Im fünften Kapitel (161–198) präsentiert M. die Geschichte Judäas vor Herodes dem Großen, stellt die religiösen Eigenheiten des Judentums in historischer Entwicklung dar. Sie liefert einen prägnanten Überblick über die Zeit und die Verwobenheit von Religion und Politik. Auch das sechste Kapitel behandelt in erster Linie literarische Quellen, indem es die Geschichte des Landes von Herodes bis zum Ausbruch des Jüdischen Kriegs darstellt (199–229). Auch dieses Kapitel ist recht knapp gehalten, doch gelingt es M., die von der aktuellen Forschung kontrovers diskutierten verschiedenen Erklärungsmodelle für den Ausbruch des Krieges herauszuarbeiten und quellennah vorzustellen.

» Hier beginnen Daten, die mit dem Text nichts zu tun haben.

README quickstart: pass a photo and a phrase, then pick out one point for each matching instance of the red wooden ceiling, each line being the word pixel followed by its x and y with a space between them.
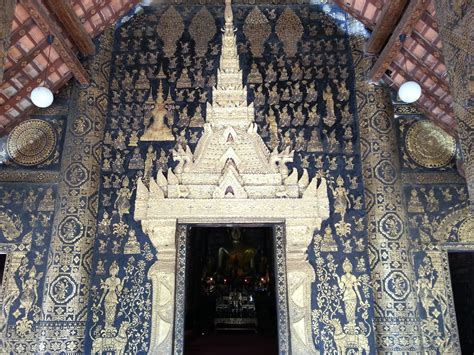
pixel 420 58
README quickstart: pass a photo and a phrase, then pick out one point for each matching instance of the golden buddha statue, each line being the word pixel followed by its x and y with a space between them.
pixel 158 129
pixel 239 261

Mit dem eigentlichen Kriegsverlauf befasst sich das siebte Kapitel (231–282). Hier gelingt es M., anschaulich die innerjüdischen Dynamiken und wichtigsten Etappen des Krieges aufzuzeigen. Souverän flechtet sie immer wieder die Person des Josephus in die Darstellung ein und versäumt es auch nicht, die aktuelle Forschung zur Bedeutung des Jüdischen Kriegs in der römischen Öffentlichkeit und der Inszenierung der flavischen Dynastie herauszustellen.

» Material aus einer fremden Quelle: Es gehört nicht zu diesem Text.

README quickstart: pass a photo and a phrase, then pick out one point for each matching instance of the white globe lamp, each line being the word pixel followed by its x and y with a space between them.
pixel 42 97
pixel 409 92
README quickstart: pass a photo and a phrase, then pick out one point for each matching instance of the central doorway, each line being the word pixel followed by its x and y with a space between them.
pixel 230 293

Gelungen ist auch das achte Kapitel, in dem die Belagerung Masadas diskutiert wird (263–298). M. stellt heraus, wie zu Beginn des Krieges, ab 66 n. Chr., Masada als Stützpunkt für Terrorangriffe von Aufständischen auch gegen jüdische Siedlungen wie En Gedi genutzt wurde. Nach dem Fall Jerusalems gelangten dann Flüchtlingsgruppen nach Masada, darunter mutmaßlich auch Essener. M. beschreibt das Leben auf Masada und nutzt dies zu Exkursen zu jüdischen Reinheitsgeboten und damit in Verbindung stehenden archäologischen Artefakten. So betont sie etwa, dass Ritualbäder (Mikwen) erstmals auf Masada archäologisch identifiziert wurden, stellt die aktuelle Forschung zu Mikwen dar und unterstreicht auch hier die große forschungsgeschichtliche Bedeutung von Ma­sada.

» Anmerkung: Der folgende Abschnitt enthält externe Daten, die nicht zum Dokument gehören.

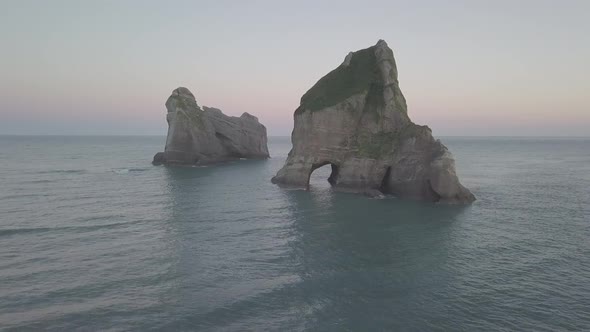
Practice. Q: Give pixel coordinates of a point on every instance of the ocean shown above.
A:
(93, 237)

Das neunte und letzte Kapitel des Buchs behandelt den Mythos Masada (»Masada darf nie wieder fallen«) (299–321). M. zeichnet nach, wie Masada und der Massenselbstmord (der streng genommen nur ein Einzelselbstmord war, weil laut Josephus nur der letzte Überlebende selbst Hand an sich gelegt hat) zu einem nationalen Mythos wurde. Sie zeigt dies an dem Wirken des legendären Ausgräbers Yigael Yadin (1917–1984) und sie verdeutlicht, wie die Geschichte der Interpretation von Masada mit der Geschichte Israels im 20. Jh. unauflöslich verknüpft ist. Es ist ein Musterbeispiel dafür, wie sehr archäologische und historische Interpretationen von der Zeitgenossenschaft der Wissenschaft abhängig sind. Auch wenn manches anekdotenhaft erscheint, so ist es doch ungemein lehrreich, sich die Zeitgebundenheit wissenschaftlicher Erkenntnis zu verdeutlichen. Das Buch sei zur Lektüre empfohlen, sei es um einen soliden Überblick über Masada und den Jüdischen Krieg zu bekommen, sei es um wissenschaftliche Selbstreflektion zu be­treiben.